As part of this season’s presentation, photographer Finlay McKay has shot an editorial in a Brooklyn car scrap with two models looking for a brighter future, something that almost all of us can relate to. “I didn’t actively think about our current political climate when ‘concepting’ the shoot with our photographer, but in my work, there is always a sense of finding solace and hope amidst chaos and destruction”, says the NYC-based jeweller. “In addition, there is no way that any artist or creative (including our brand) can express their art without commenting on our current climate”, he concludes.

Inspired by Cronenberg’s film Crash, where a couple are sexually aroused by car accidents, the shooting merges elements of sci-fi, goth and even trash culture. Same goes for the models, who look like a mixture of punk, club kid, and goth as well. “The couple is definitely a visual manifestation of all the inspirations I normally incorporate into my work and that make up the Chrishabana aesthetic”, says the jeweller, who also adds that “in the end, the shoot documents a pair of rebels in dystopic carnage finding comfort within each other.”

Highly accessorized with Chrishabana’s pieces – from knuckle rings to giant necklaces, to septum piercings and earrings and even body jewellery –, models Dien and Jacopo also wear clothing by other edgy NYC brands like Kaimin and Willy Chavarria, in addition to others with whom Habana has collaborated – like the sunglasses in collaboration with Gentle Monster or the latex garments by Vex Clothing. “For me, collaboration is important because it pushes both parties to rethink their own way of working”, says Habana. “It’s a challenge that, when done right, brings forth fresh ideas and keeps the creative conversation going.”
Reflecting on what place is he at right now, the NYC-based creative states that he’s “proud of every vision that we’re able to execute, but I would say I’m happiest that we’ve been able to continue going for this long with so much support despite the fact that the work is more targeted towards a niche market. I don’t really look too much at benchmarks in my career. I’m just proud that we have stood the test of time and that our own aesthetic has helped foster new talent in who are putting out ideas that are in line with ours.”

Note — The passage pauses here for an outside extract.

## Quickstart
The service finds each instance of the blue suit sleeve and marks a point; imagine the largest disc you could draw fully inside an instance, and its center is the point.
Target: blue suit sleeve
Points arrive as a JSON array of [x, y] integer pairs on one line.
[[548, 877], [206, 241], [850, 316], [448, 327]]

And regarding the future? Expect much, much more from him as the anniversary hasn’t been a place of indulgence but a motivation to keep going. “In the future, you will definitely see us making bigger strides and steps not only in jewellery-making but in creative direction and event design. Our eyewear is going to explode next year and I’m very much excited to debut a fine jewellery line in 2020. Apart from that, you’ll just have to wait and see what comes out of our studio's hands!”, he concludes.